Cake, Plain and Dry: Coconut Tea Cake

The other day I needed a quick and easy dessert and I decided to make Dorie Greenspan's "Coconut Tea Cake." The recipe's introductory text notes that Dorie has a friend who likes "dry" cakes like this one -- with "dry" not meaning overbaked or stale, but meaning a pound cake or plain coffee cake "without frosting or fuss."

Making the batter for this cake is straightforward. You beat room temperature eggs and sugar with a whisk attachment until pale and thick, add vanilla and dark rum, and then incorporate the dry ingredients (flour, baking powder, salt). Finally, you add coconut (I used unsweetened coconut that was not toasted, but Dorie says your coconut can be sweetened or not, toasted or not) and a mixture of hot coconut milk and melted butter. You pour the batter into a buttered Bundt pan and bake.

The recipe instructs you to cool the cake for 10 minutes before unmolding it. I waited ten minutes, turned over the pan, and nothing happened. Even though I had buttered my pan well (I didn't flour it, but the recipe didn't instruct me to), my cake was completely stuck. After futzing with it for a few minutes -- banging the pan and running a plastic spatula between the edge of the cake and the pan -- I was able to get the cake out in one piece, but a layer of the dark brown crust stayed behind in the pan and the top of the cake was bumpy and unevenly colored as a result.

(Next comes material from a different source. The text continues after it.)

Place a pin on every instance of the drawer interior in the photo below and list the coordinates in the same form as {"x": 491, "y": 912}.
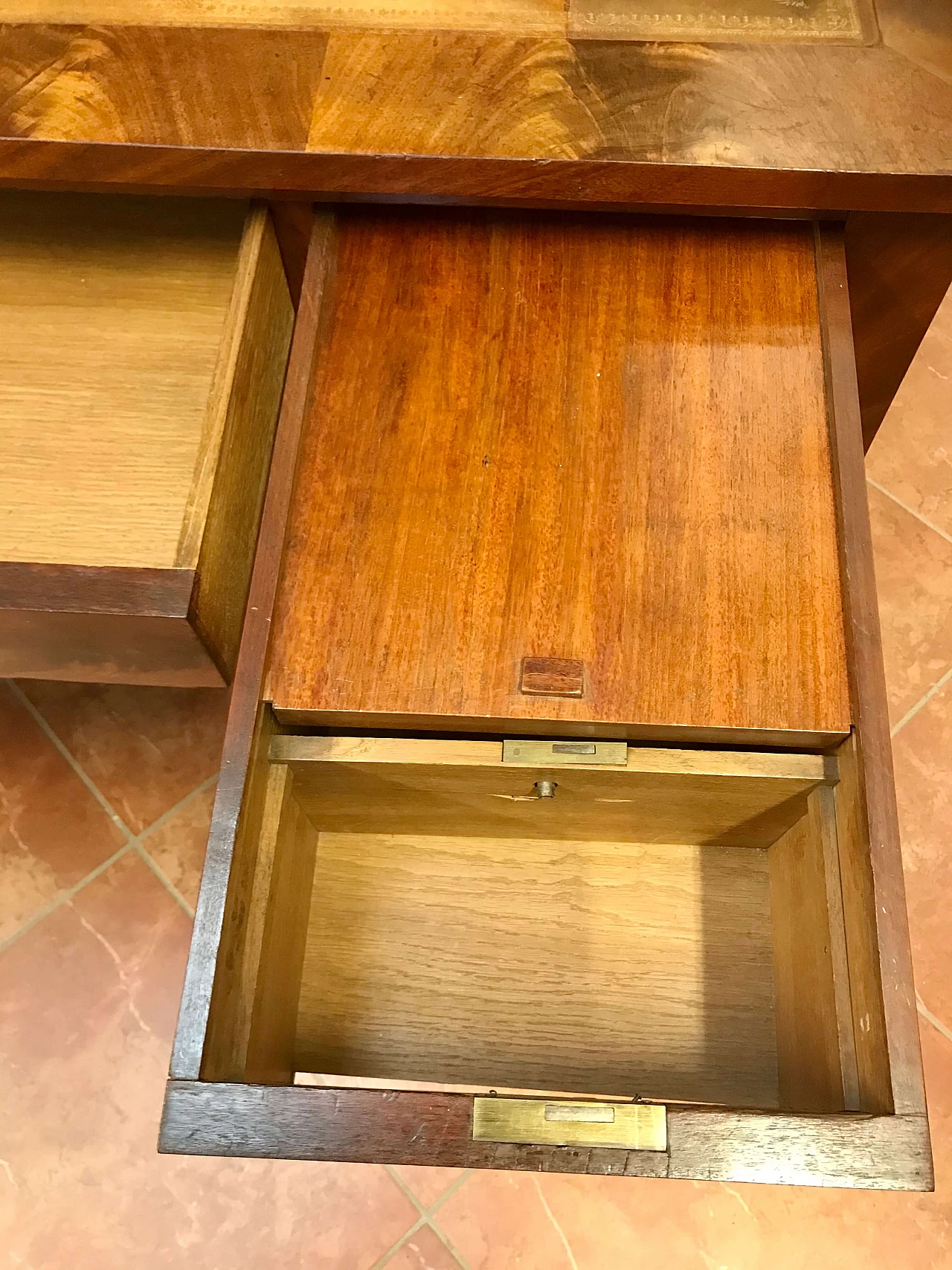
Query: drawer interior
{"x": 113, "y": 359}
{"x": 666, "y": 929}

Despite its rather homely and plain appearance, this cake was surprisingly good. The coconut flavor was more subtle than I had expected, with the vanilla flavor being more prominent on the front end of each bite and the coconut coming through in the finish. I liked the texture of the shredded coconut in the cake, but it was invisible to the eye; next time I would consider toasting the coconut to enhance both the flavor and color. The cake was not as rich or buttery as a pound cake, but it was nicely moist. It was quite good alone, but I imagine that it would be particularly delicious topped with fruit and whipped cream.

While I definitely would not call the freshly baked cake "dry" in the pejorative sense, I could see how it would dry out over time. Dorie notes that stale cake makes a great "dunker" for coffee or tea, or it can be cut into fingers, toasted, and dipped "biscotti-style" in dessert wine. I suppose it doesn't matter whether this cake is "dry" in the sense of being plain, or "dry" in the sense of being stale -- it's all good!

Recipe: "Coconut Tea Cake" from Baking: From My Home to Yours, by Dorie Greenspan.